Pure by Julianna Baggott
Grand Central Publishing, New York, 2012
From my library hold list. This is the first book in a trilogy.
I read about this one early last year and, being a fan of apocalyptic fiction, was intrigued by the setting and the unusual features of the main characters. As a young adult novel Pure has some of the draws of The Hunger Games, struggle for survival, adventure, evil adults and budding romance. What helps it rise above other modern, young adult, post-apocalyptic novels is the strength of Baggott’s world building and her writing.
Pressia lives in a land destroyed by the Detonations. Like those around her, these deadly explosions have fused her body with other material, in her case, a doll. Something has allowed these fusions to live and, in many ways, thrive. There are areas where people, melded with glass, engine parts and animals, struggle to survive. There are areas where only Beasts survive, beings more animal than human, and places where Dust threatens everything, soil and bits of matter that have taken on a violent life of their own. And there is the Dome, where the Pure live, and wait to reunited with their brethren.
We know you are there, our brothers and sisters,
We will, one day, emerge from the Dome
to join you in peace.
For now, we watch from afar, benevolently.
But are the Pure truly benevolent?

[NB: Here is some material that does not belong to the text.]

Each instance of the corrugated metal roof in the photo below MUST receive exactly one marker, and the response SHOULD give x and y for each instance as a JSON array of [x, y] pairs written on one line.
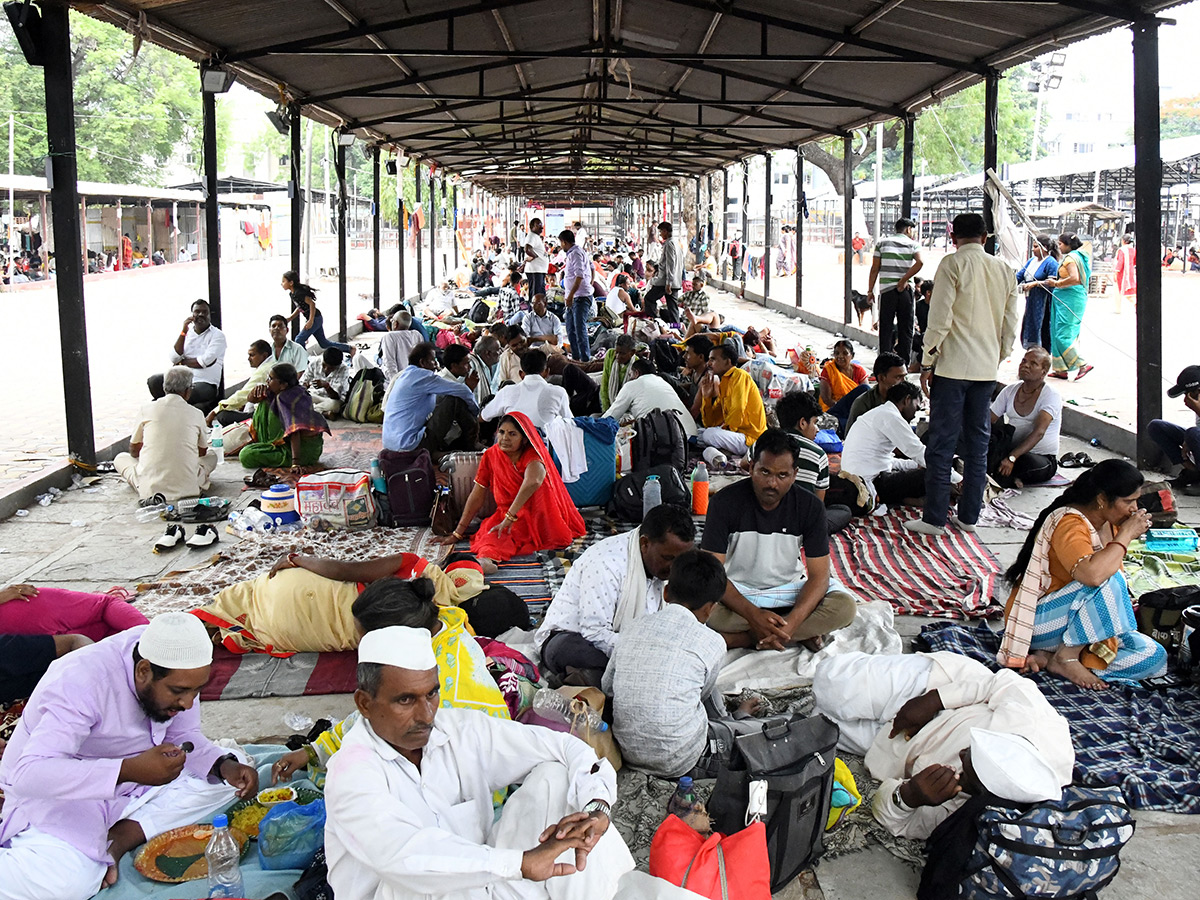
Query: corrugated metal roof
[[624, 96]]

A young man, Partridge, the son of one of the original designers of the Dome, escapes to the outside. When he meets Pressia the two of them find a vital connection and, along with others, determine to discover the truth buried in their shared past.
Baggott has created a frightening, nightmarish world containing some of the most bizarre beings in fiction, at least for me. Living Dust, humans fused with engines, animals, each other..
Our Good Mother speaks only to Pressia now. “The Detonations hit and many of us were here, alone, in our houses or trapped in our cars. Some were drawn to our yards to see the sky or, like me, to the windows. We grabbed our children to our chests. The children we could gather. And there were those of us who were imprisoned, dying. We were all left to die. We were the ones who tended the dying. We wrapped the dead…” She sits again in her chair. “They left us to die and we are forced to carry our children, our children who will never outgrow us, and we will do this forever. Our burden is our love.” From pages 286/287.
In her afterword the author states that research for this novel lead her to accounts on the aftereffects of the bombs dropped on Hiroshima and Nagasaki. Having read many of those accounts I can see their influence. I look forward to the next book in this series, Fuse.